A Unit Study Using Aesop's Fables

Aesop’s Fables are timeless classics that teach morals.  In fact it led to several cartoon series whose stories always ended “and the moral of the story is…”.  These stories are still useful today in illustrating cause and effect in the real world, but they are kind enough to use with even the very young.  These stories, because of their imaginative structure, also lend themselves quite easily to the unit study and across-the-curriculum approach.

Aesop, the author of a collection of stories called fables, was a 6th century BC Greek slave.  Though some of the stories in his collection may have more ancient origins, he is the one who made them popular.  Aesop’s stories were retold orally for over 200 years before some collected about two hundred of them and wrote them down.  Each fable teaches a lesson on human virtue or human frailty.  There are several versions of each of Aesop’s fables, some for adults and some for children.  When teaching this unit, it would be a good idea to read several versions of the same fable.

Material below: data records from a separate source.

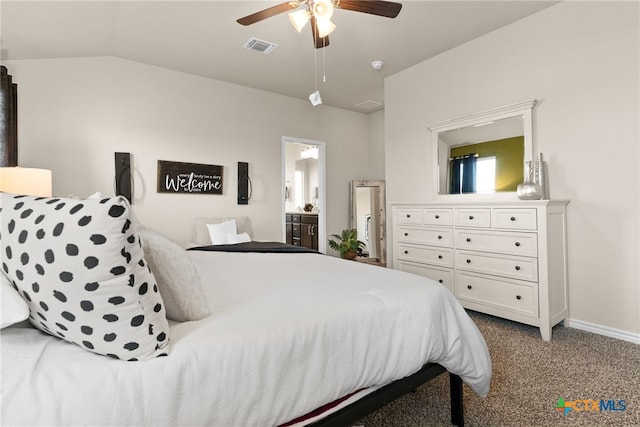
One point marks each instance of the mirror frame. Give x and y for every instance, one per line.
x=382, y=216
x=524, y=109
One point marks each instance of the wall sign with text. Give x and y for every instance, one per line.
x=192, y=178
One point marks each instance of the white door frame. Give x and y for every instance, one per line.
x=322, y=183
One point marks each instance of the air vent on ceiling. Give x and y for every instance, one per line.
x=260, y=45
x=368, y=105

This site has a collection of over 600 of Aesop’s fables: http://www.pacificnet.net/~johnr/aesop/
Aesop Quotes: http://www.chesco.com/~artman/aesop.html
Biography of Aesop: http://www.wendy.com/children/aesop.html


Go to this site and key in AESOP in the “search this site” box and you’ll return with many different options that are really helpful, some geared toward the older student: http://7-12educators.about.com/education/7-12educators/cs/lessonplans/index.htm


For use with The Town Mouse and the Country Mouse:
1. Writing/Journaling:  Imagine your home.  Pretend that you are a very hungry mouse somewhere in your home.  Write about your food-finding adventures, including the secret place where you hide your food and where you would live.
2. Correspondence:  Send a letter to either the country mouse or the city mouse telling him what you think of his decision to live where he does.  Include all the proper parts of a letter, including properly address an envelope.
3. Arts & Crafts:  make paper plate puppets and re-enact the fable with your puppets.  You can use paper towel rolls or popsicle sticks for puppet handles.
4. Geography:  According to popular belief, mice love cheese.  In the USA, most of the cheese produced comes from the state of Wisconsin.  Find Wisconsin on a map.  Find Wisconsin on a globe.  What else can you learn about Wisconsin.  (Note:  if you do not live in the USA, what area of your country produces the most cheese?  Find that place on a map and study it.)
5. Social Studies:  What makes a city?  Design a city.  This city can be one from the past, one that does or might exist today, or you can design a city of the future.  What makes the city different from the country?  Where would you prefer to live and why?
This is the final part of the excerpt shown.